To see the spectres, it is only necessary to look steadily at the dot, or asterisk, which is to be found on each of the plates, for about a quarter of a minute, or while counting about twenty, the plate being well illuminated by either artificial or day light. Then turning the eyes to the ceiling, the wall, the sky, or better still to a white sheet hung on the wall of a darkened room (not totally dark), and looking rather steadily at any one point, the spectre will soon begin to make its appearance, increasing in intensity, and then gradually vanishing, to re-appear and again vanish; it will continue to-do so several times in succession, each reappearance being fainter than the one preceding.

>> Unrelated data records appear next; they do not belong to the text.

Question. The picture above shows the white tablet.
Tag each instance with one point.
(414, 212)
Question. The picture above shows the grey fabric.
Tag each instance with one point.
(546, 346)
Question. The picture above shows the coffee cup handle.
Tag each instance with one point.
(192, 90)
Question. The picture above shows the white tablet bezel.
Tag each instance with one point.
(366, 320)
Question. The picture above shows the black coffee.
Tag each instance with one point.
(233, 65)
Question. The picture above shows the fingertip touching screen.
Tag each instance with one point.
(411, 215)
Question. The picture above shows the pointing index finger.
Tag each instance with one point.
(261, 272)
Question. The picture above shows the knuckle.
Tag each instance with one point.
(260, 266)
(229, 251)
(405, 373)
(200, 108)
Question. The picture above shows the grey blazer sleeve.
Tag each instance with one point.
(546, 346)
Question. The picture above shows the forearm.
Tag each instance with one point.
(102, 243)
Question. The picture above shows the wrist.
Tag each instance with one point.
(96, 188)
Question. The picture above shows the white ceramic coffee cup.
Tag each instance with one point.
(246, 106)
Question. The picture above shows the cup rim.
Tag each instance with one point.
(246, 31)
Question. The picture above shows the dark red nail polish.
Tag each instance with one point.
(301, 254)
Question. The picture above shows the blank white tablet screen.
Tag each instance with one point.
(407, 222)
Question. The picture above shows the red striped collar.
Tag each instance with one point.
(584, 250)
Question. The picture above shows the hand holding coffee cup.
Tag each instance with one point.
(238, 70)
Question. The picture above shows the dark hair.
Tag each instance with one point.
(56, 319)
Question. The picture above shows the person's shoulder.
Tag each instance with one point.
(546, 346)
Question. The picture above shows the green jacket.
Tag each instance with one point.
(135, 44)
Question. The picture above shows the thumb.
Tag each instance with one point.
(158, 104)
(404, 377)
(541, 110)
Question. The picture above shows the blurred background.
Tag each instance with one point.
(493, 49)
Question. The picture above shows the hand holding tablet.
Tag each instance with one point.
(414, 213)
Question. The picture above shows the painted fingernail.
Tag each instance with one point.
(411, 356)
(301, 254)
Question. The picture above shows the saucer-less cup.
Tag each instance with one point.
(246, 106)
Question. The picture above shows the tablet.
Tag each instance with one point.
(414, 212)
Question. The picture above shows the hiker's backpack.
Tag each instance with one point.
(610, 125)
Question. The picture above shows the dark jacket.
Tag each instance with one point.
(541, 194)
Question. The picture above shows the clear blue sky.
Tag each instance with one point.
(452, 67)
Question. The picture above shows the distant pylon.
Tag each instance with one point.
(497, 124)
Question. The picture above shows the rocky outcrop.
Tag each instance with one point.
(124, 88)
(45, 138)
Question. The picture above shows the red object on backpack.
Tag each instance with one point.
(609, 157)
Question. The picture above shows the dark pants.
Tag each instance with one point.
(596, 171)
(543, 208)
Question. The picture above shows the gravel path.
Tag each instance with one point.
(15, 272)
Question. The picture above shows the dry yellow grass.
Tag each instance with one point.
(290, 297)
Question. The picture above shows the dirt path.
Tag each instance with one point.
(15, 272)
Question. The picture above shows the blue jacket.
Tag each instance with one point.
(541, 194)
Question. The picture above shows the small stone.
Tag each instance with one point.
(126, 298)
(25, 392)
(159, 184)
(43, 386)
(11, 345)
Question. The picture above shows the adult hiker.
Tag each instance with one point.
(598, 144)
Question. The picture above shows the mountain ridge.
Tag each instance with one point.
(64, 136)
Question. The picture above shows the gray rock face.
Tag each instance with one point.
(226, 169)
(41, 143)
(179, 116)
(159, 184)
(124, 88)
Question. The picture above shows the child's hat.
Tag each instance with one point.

Winking the eyes, or passing a finger rapidly to and fro before them, will frequently hasten the appearance of the spectre, especially if the plate has been strongly illuminated.
Those who use gaslight will find it convenient, after having looked at the plate as above described, to extemporise a darkened room by having the gaslight turned low.
The size of the spectres will be determined by the distance of the observers from the plate, and from the surface against which they are seen; being larger the nearer the plate, and smaller the nearer the surface; so that short-sighted persons will see them larger than long-sighted, if both are equidistant, from the surface against which they are seen.
Should any one not be able to see the spectre's features, the reason will be, either that the eyes have been allowed to wander, or the head to move, while looking at the plate.
Many persons will see some one coloured spectre better than the others in consequence of their eyes not being equally sensitive to all colours.
The colours in the plate will be found to reverse themselves in the spectres, as explained elsewhere, the spectres always appearing of the complementary colour to that of the plate from which it is obtained. Thus, blue will appear orange, and orange blue, &c.